Created attachment 301842 [details] full dmesg while hotplugging two nvmes and spurious link change A x86_64 machine has a PCI switch (PEX 8747) with four ports, on two of them NVMe disks are attachable. Using a vendor specific tool I can power on/off each port. When I power on both ports, hot plugging a NVMe into any port, it works perfectly fine, but as soon I plug a second one, *both* ports receive a PCI_EXP_SLTSTA_DLLSC event. As consequence the previously attached NVMe will be detached and only device remains, or the previously attached NVMe gets detached and immediately reattached but all IO fails later. To me it seems very wrong that both ports see PCI_EXP_SLTSTA_DLLSC. The problem can be observed with any kernel so far. Could this be a firmware issue? What debug further methods do you suggest? Thanks, //richard
Created attachment 301843 [details] lspci and lspci -vvv output
There's an errata sheet for the PEX 8747 linked from: https://www.broadcom.com/products/pcie-switches-bridges/pcie-switches/pex8747 Unfortunately the download fails with "not found". :(
Created attachment 301845 [details] [PATCH] PCI: pciehp: Disable DLLSC events on PEX 8747 and Intel P5608 @Richard: Here's an experimental patch to disable DLLSC events on PEX 8747, so hotplug only relies on PDC. Would this work for you?
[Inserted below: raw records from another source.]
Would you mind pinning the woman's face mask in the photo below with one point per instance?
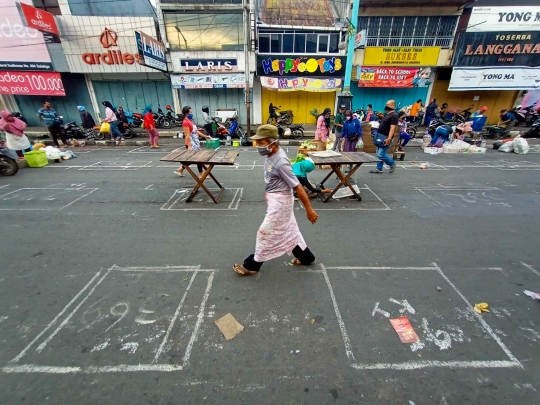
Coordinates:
(263, 150)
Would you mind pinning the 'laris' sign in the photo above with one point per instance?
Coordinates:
(300, 66)
(498, 49)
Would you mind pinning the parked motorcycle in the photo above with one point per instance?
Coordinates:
(8, 165)
(533, 131)
(286, 116)
(175, 118)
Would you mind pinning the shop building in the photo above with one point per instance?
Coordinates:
(496, 58)
(301, 57)
(208, 60)
(403, 44)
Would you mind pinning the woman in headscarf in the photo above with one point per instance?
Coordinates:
(110, 117)
(87, 121)
(15, 138)
(323, 129)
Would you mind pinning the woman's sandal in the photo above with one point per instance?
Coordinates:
(238, 268)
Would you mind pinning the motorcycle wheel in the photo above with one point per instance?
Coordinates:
(297, 134)
(8, 167)
(128, 133)
(166, 124)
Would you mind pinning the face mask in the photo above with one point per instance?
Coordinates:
(263, 150)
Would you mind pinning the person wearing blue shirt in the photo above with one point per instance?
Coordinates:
(53, 123)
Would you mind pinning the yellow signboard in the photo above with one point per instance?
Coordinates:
(401, 56)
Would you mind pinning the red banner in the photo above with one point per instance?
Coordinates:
(38, 19)
(393, 77)
(31, 83)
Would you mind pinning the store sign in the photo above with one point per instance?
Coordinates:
(21, 48)
(409, 56)
(302, 83)
(360, 39)
(151, 51)
(106, 45)
(211, 81)
(208, 65)
(498, 49)
(300, 65)
(510, 18)
(394, 77)
(38, 19)
(496, 78)
(31, 83)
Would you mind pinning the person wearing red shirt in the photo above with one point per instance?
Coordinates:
(150, 126)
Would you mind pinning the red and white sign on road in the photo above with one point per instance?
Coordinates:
(38, 19)
(31, 83)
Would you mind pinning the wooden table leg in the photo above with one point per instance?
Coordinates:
(344, 181)
(200, 184)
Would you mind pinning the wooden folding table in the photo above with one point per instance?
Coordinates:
(207, 159)
(356, 159)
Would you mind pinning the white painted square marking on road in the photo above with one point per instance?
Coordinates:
(95, 316)
(418, 364)
(177, 201)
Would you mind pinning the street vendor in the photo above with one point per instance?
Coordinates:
(301, 169)
(279, 232)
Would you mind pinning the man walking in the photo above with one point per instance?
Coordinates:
(279, 233)
(49, 117)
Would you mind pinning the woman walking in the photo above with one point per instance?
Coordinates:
(192, 134)
(110, 117)
(15, 138)
(323, 129)
(279, 233)
(150, 126)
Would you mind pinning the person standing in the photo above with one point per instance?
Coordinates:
(191, 134)
(387, 127)
(430, 111)
(53, 122)
(87, 121)
(323, 129)
(279, 232)
(150, 126)
(207, 120)
(15, 138)
(112, 119)
(338, 123)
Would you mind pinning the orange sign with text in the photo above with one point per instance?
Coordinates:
(108, 39)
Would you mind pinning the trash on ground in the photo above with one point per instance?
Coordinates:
(404, 329)
(531, 294)
(229, 326)
(482, 307)
(345, 192)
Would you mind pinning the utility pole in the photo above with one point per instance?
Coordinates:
(247, 43)
(350, 50)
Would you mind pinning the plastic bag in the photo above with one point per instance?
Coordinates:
(105, 127)
(521, 146)
(507, 147)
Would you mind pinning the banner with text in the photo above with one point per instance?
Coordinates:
(495, 78)
(301, 83)
(31, 83)
(394, 77)
(407, 56)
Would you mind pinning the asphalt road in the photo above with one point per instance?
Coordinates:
(110, 285)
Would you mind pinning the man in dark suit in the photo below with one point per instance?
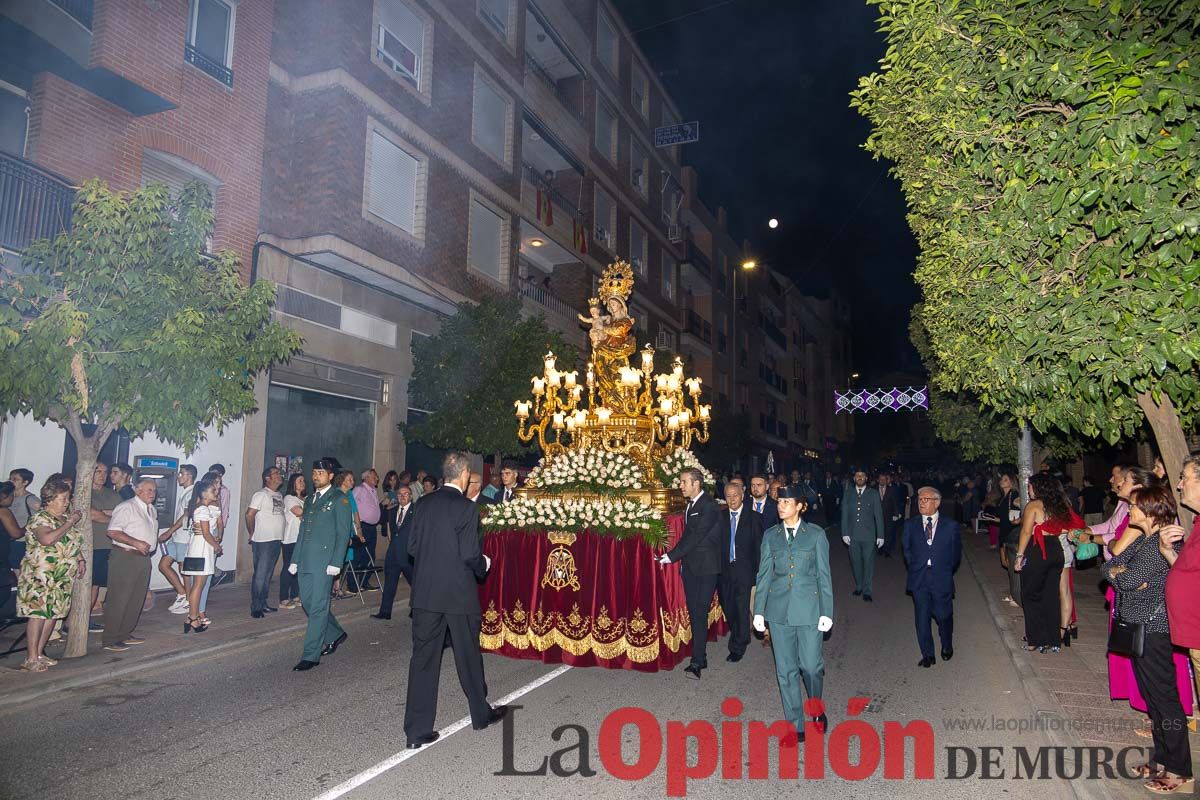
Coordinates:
(762, 503)
(933, 547)
(700, 549)
(448, 561)
(397, 561)
(739, 567)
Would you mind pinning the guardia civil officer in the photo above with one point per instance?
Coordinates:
(795, 595)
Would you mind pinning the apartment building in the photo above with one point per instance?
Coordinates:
(130, 92)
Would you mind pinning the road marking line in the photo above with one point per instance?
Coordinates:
(443, 734)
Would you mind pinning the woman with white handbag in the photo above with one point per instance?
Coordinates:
(203, 516)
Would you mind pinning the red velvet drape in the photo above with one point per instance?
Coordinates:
(588, 602)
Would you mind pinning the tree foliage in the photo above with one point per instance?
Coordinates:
(1048, 151)
(121, 320)
(469, 374)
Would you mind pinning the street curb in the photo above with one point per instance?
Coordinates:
(1036, 691)
(100, 677)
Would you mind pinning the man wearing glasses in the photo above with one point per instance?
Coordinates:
(933, 548)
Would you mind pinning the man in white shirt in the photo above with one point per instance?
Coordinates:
(265, 524)
(133, 529)
(177, 547)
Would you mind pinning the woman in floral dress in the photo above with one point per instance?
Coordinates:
(52, 560)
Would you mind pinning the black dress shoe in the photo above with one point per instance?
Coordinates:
(497, 714)
(424, 739)
(333, 645)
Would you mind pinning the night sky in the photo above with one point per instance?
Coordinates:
(769, 83)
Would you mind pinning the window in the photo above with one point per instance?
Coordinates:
(210, 38)
(669, 276)
(486, 240)
(606, 42)
(496, 14)
(639, 168)
(491, 119)
(640, 92)
(400, 41)
(394, 187)
(606, 130)
(605, 220)
(637, 252)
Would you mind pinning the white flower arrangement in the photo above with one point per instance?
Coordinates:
(615, 517)
(595, 470)
(673, 465)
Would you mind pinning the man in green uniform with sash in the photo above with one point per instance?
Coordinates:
(321, 549)
(795, 595)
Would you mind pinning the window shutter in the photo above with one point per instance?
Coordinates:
(485, 240)
(393, 184)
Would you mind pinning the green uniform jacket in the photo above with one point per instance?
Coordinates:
(324, 531)
(795, 584)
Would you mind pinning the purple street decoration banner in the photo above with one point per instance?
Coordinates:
(882, 400)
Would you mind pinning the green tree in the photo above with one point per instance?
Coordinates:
(123, 322)
(472, 372)
(1049, 156)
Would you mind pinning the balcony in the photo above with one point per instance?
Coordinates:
(79, 10)
(34, 203)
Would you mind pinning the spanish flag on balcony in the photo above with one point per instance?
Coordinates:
(581, 238)
(545, 208)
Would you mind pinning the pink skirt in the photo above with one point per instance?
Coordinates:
(1122, 684)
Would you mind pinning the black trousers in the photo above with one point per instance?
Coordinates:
(395, 564)
(697, 590)
(1155, 673)
(1039, 594)
(425, 668)
(733, 591)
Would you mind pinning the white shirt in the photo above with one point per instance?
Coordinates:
(138, 521)
(269, 522)
(925, 518)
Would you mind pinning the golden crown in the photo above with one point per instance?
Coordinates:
(617, 282)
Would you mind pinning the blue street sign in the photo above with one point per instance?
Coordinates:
(673, 134)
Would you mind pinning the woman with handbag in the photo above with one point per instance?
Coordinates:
(1039, 559)
(204, 547)
(1141, 631)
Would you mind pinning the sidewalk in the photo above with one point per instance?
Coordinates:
(1068, 689)
(166, 642)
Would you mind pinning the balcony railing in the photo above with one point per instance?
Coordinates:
(78, 8)
(544, 298)
(568, 102)
(203, 62)
(34, 203)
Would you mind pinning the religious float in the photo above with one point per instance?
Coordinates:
(574, 577)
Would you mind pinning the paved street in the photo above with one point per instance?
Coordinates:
(239, 725)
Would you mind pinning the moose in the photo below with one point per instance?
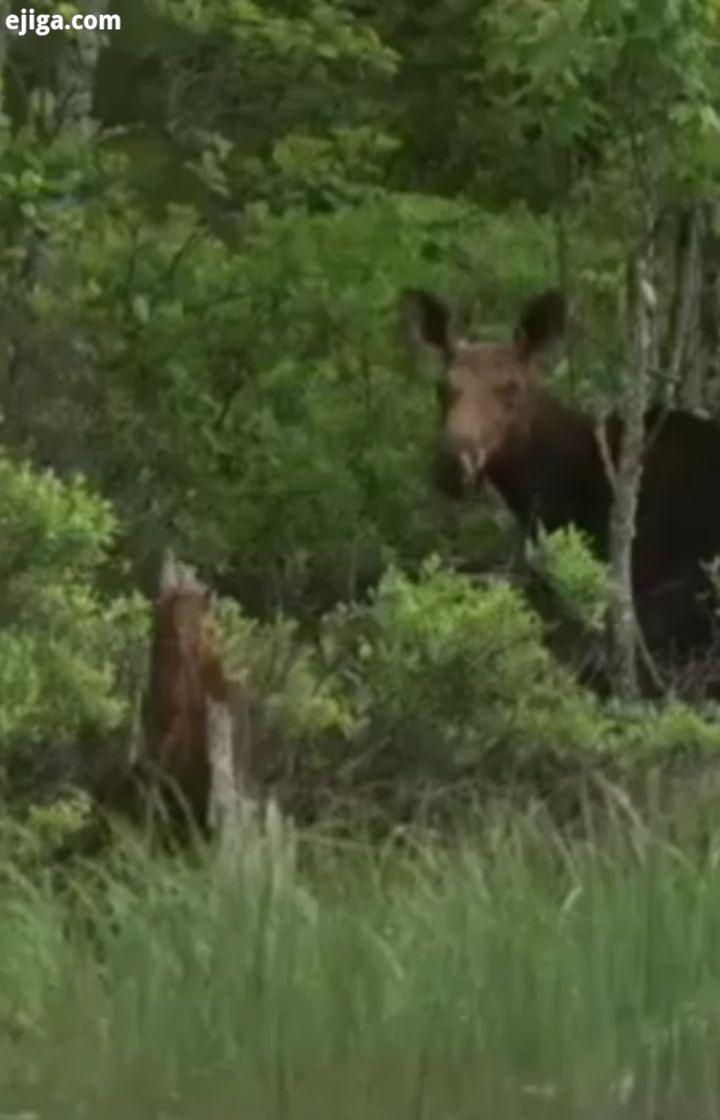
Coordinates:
(548, 462)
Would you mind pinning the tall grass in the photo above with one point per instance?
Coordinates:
(511, 974)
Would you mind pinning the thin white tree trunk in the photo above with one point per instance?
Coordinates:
(627, 476)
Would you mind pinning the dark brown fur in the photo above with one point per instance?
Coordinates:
(185, 673)
(543, 457)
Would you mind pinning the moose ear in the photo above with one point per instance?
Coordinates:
(430, 320)
(542, 323)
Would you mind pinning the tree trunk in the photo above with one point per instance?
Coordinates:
(627, 474)
(709, 310)
(75, 80)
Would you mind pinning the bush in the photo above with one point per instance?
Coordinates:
(437, 683)
(63, 649)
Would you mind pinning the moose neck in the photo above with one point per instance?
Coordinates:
(550, 470)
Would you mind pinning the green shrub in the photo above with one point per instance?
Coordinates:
(63, 649)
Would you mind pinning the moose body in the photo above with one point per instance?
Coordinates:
(548, 463)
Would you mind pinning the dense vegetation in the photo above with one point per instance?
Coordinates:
(206, 221)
(In reply to Lukas Wunner from comment #3) > Created attachment 301845 [details] > [PATCH] PCI: pciehp: Disable DLLSC events on PEX 8747 and Intel P5608 > > @Richard: Here's an experimental patch to disable DLLSC events on PEX 8747, > so hotplug only relies on PDC. Would this work for you? @Lukas thanks! We'll give it a try and report back ASAP.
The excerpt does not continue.